Le résultat est ensuite à reporter sur la déclaration principale : 4BA (revenus imposables) et, si concerné, 4BL pour la part liée à des biens à l’étranger. Dans la plupart des cas, seule la 4BA est à compléter, le montant étant indiqué par l’administration.
Justificatifs : ils ne sont pas à envoyer avec la déclaration, mais peuvent être demandés. Les documents (factures, charges de copropriété…) doivent être conservés pendant au moins 3 ans.
Travaux et déficit foncier : les lignes à utiliser
Si vous avez financé des travaux en 2025 et visez un déficit foncier, le passage par le régime réel est nécessaire.
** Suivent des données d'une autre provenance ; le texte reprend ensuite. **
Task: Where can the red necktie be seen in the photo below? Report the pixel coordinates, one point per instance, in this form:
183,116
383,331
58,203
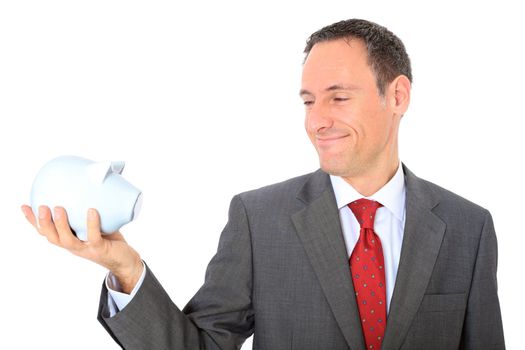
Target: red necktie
368,274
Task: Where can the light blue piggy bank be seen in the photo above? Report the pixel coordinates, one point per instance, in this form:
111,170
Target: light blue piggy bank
78,184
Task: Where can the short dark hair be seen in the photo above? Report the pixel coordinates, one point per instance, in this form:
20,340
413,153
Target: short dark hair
386,53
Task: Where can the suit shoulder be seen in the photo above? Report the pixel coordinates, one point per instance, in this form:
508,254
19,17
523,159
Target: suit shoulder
286,188
455,202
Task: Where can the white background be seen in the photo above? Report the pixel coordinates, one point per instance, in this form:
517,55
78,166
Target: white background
201,101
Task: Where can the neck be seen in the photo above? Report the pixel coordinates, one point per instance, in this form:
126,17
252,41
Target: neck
372,179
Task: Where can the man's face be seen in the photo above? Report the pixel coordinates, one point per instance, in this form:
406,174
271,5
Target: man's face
350,125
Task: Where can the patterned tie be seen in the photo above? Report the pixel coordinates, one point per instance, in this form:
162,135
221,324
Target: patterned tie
368,274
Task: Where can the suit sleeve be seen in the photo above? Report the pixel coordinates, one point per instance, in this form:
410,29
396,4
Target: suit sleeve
483,327
219,316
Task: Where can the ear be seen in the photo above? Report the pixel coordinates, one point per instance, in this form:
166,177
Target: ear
98,171
400,94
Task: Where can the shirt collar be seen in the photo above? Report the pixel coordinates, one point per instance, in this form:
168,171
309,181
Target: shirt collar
392,195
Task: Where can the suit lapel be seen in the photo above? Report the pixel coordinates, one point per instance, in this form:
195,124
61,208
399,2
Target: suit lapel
421,242
319,230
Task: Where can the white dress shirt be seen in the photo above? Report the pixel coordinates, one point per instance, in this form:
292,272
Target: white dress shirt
389,226
389,222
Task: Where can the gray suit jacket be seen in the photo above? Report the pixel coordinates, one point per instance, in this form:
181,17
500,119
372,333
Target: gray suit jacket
281,271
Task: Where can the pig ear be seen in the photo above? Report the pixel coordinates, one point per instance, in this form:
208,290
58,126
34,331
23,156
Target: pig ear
97,172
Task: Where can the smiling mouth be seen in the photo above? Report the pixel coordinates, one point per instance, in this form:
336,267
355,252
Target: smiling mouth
326,140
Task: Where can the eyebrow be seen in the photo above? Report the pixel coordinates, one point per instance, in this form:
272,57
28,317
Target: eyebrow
330,88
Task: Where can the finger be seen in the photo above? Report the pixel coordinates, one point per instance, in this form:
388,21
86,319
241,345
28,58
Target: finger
67,239
28,213
93,224
46,226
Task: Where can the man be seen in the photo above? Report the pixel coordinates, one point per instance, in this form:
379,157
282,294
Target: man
359,254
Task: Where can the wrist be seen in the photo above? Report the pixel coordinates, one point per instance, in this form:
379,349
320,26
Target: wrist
128,277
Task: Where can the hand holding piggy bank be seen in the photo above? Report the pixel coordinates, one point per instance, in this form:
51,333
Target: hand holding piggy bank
78,184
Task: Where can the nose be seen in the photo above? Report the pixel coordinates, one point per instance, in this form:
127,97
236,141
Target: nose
317,119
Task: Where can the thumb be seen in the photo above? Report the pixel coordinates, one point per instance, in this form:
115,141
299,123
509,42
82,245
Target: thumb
93,224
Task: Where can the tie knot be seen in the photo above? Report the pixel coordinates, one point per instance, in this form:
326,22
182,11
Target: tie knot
365,211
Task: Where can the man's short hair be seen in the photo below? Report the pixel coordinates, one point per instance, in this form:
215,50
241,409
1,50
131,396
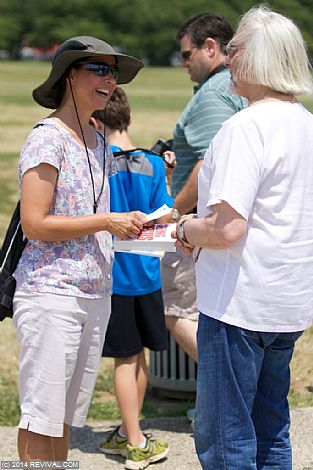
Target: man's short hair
273,52
207,25
116,115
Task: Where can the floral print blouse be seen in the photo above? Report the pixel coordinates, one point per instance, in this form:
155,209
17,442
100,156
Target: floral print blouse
80,267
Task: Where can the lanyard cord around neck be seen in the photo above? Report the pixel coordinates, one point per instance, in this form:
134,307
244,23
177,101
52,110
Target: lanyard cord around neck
95,201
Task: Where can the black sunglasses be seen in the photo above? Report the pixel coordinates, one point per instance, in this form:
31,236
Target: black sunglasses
101,69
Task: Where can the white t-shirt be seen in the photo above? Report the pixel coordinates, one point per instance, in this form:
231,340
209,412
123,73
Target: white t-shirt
261,164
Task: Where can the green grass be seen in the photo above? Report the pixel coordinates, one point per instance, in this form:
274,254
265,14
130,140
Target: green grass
157,97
Le mécanisme : les dépenses viennent diminuer les loyers de la même année ; si les charges dépassent les recettes, un déficit apparaît et peut réduire le revenu imposable.
Les charges déductibles peuvent inclure taxe foncière, frais d’agence, assurances, intérêts d’emprunt et, surtout, travaux d’entretien et d’amélioration du logement loué.
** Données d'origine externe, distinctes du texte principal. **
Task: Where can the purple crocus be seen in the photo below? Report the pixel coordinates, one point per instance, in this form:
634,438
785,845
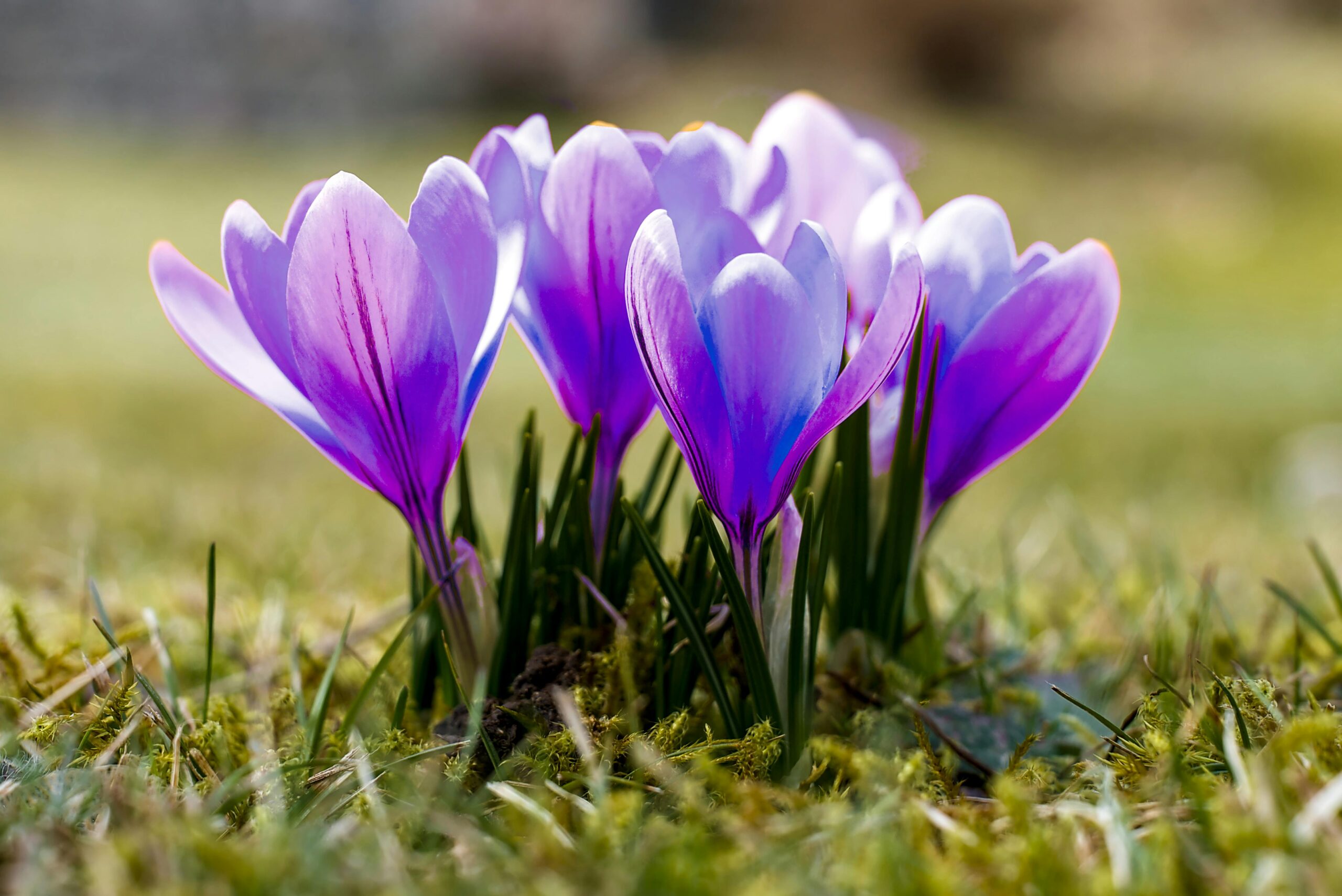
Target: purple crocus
371,336
746,364
1019,333
806,161
587,203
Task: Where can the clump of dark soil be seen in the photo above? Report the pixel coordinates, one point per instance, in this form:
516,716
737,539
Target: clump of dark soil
529,706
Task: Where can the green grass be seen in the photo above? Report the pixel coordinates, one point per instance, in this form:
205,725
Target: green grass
123,459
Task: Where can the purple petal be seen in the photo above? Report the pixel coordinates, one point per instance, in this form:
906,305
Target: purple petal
811,258
453,224
375,345
677,358
298,211
531,143
971,259
832,171
593,200
761,333
708,246
1032,259
1020,368
697,178
875,358
889,221
209,321
257,269
651,145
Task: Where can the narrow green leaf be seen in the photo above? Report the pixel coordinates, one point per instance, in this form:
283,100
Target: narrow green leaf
1094,714
799,638
210,631
1304,612
321,702
688,620
742,619
1330,577
380,667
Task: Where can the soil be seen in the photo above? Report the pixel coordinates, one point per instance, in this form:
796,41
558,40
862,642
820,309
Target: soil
529,706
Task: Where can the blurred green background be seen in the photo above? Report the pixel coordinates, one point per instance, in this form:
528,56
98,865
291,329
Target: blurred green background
1202,141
Sur l’annexe 2044, les « dépenses de réparation, d'entretien ou d'amélioration » se déclarent en ligne 224, avec le détail (entreprise, date, etc.) en lignes 400. Le déficit obtenu se reporte ensuite en 4BC sur la 2042, pour réduire le revenu global 2025. Un report en 4BB peut s’appliquer si le déficit dépasse le plafond annuel de 10 700 euros.
Pinel et Denormandie : ce qui se déclare en 2026
Pour un logement neuf en Pinel ou rénové en Denormandie, l’annexe 2044-EB sert à déclarer l’engagement de location, à compléter si 2026 est la première année où vous demandez la réduction d’impôt.
Le dispositif Pinel a pris fin le 31 décembre 2024, il n'est donc plus possible de déclarer un engagement de location. En revanche, si vous avez réalisé un investissement locatif avant cette date, vous pouvez continuer à bénéficier d'une réduction d'impôt dès lors que vous remplissez les conditions nécessaires.
Il faut aussi indiquer le montant de l’investissement dans « Réductions et crédits d'impôt / Investissements locatifs Pinel » : case 7VW si le bien a été acquis en métropole en 2023 avec un engagement de location de 6 ans, ou 7VX pour 9 ans. Les lignes suivantes concernent les reports pour des investissements antérieurs à 2024. À noter : la ligne 7RX est à compléter si vous prolongez de 3 ans un engagement Pinel pour un investissement réalisé en 2019 arrivant au terme des 6 ans, afin de continuer à bénéficier de la réduction.
Location meublée : un autre cadre fiscal
Les loyers issus d’un logement meublé (par exemple via une plateforme comme Airbnb) ne relèvent pas des revenus fonciers. Ils sont généralement imposés en LMNP, dans la catégorie des BIC.
Prélèvement à la source : où vérifier les acomptes
Si vos revenus fonciers sont réguliers, des acomptes ont pu être prélevés en 2025. Ils figurent en ligne 8HW en fin de déclaration et ne sont pas modifiables, puisqu’ils correspondent à des prélèvements effectués par l’administration sur votre compte bancaire.
Arrêt de la location : la case qui stoppe les prélèvements
Si vous ne percevez plus de revenus fonciers en 2025, il convient de cocher la case 4BN afin d’éviter la poursuite des acomptes mensuels liés à cette source de revenus.
Biens immobiliers : la déclaration des occupants avant le 1er juillet
Indépendamment de la déclaration annuelle de revenus, une obligation s’applique aux propriétaires : avant le 1er juillet, déclarer les occupants des logements (résidence principale, secondaire, locatif…) dans « Gérer mes biens immobiliers » sur impots.gouv.fr. L’objectif du fisc est « d'identifier les locaux qui demeurent taxables » à la taxe d’habitation, qui vise principalement les résidences secondaires. Un rappel apparaît au début et à la fin de la déclaration, ainsi que via des fenêtres d’information lorsque vous sélectionnez « revenus fonciers ».